Believe you're talking about conserving cash through reduced taxes since this guy was against paying taxes.

However, spending a premium on cloud services over what you could with an on-prem capital investment does not help your cash position.

His tenant of frugality would have conflicted, especially since the cloud premium can easily exceed the tax rate - that is to say, paying taxes would have been cheaper

Section in your linked article about frugality https://www.colinkeeley.com/blog/john-malone-operating-manua...

In any case, spending on this either opex or capex doesn't help you gain or lose marketshare. Conserving cash can help, so you'd want to employ the lower cost option regardless of what line of the financial statement it hits - it's not going to be cloud if you follow that thought through

If cost was equal then opex gives a tax advantage, most companies are valued on EBITDA so still may not be their priority to optimize tax spend - a lot of other methods to avoid taxes. But the environment I've operated in I choose to capex because it conserves cash (is cheaper) and improves EBITDA optics (is excluded)


Probably depends on where your gross margins would be with cloud and if you're higher or lower growth. If cloud will let you grow faster (HA/DR on-prem is hard) and you'll still have 75-80%+ gross margins, why slow top-line growth to do on-prem?


It’s not a real concern for vast majority of businesses. It’s a common excuse but practically no business is outgrowing a cheaper than cloud solution. Maybe on-prem isn’t right first step, but that doesn’t force you to cloud. There’s dedicated servers and everything in between.

On prem is maybe not the best first step but Colo or dedicated servers gives you a cleaner path to going on-prem if you ever decide to. The cost of growth is too high in cloud.

Learning how to run servers is actually less complicated than all the cloud architecture stuff and doesn’t have to be slower. There’s no one sized fits all, but I believe old boring solutions should be employed first and could be used to run most applications.
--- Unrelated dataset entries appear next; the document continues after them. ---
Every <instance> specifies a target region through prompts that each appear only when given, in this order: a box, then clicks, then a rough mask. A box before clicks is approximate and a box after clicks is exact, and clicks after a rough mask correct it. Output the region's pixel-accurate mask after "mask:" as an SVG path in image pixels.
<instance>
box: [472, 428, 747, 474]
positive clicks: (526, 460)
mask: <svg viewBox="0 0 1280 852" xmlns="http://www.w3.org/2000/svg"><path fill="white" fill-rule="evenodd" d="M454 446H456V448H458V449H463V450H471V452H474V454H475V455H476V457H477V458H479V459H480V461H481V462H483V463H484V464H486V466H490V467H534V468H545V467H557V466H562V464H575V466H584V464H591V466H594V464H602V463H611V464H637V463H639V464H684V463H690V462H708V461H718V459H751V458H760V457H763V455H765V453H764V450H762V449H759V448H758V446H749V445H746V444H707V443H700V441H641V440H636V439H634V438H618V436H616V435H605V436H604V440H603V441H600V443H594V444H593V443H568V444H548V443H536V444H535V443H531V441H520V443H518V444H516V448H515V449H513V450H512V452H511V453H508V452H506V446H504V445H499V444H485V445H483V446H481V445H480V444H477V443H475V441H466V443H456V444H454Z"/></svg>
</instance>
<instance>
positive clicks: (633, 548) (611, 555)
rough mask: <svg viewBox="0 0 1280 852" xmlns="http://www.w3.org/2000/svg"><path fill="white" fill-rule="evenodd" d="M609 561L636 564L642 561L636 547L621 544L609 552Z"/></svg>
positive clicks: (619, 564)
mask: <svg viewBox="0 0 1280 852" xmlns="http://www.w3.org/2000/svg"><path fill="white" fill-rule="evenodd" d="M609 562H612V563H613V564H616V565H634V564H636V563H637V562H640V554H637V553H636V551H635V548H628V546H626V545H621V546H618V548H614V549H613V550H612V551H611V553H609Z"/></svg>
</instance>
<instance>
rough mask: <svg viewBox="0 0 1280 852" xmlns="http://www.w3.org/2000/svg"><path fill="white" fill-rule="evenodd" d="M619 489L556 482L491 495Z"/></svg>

Technology has a way of getting more complex every year just to accomplish the same tasks. But that’s largely optional.


I didn't say conserve cash.

I say lower your tax bill.

"not the same ting" - nnt


What you said doesn’t make sense. Make it make sense. I was left guessing.

In other words, please explain how it makes sense to lower tax bill by shift the expenses to opex when that process involves paying more for the same utility?

The only reason to lower the tax bill is to conserve cash. The article you linked to explains it that way too.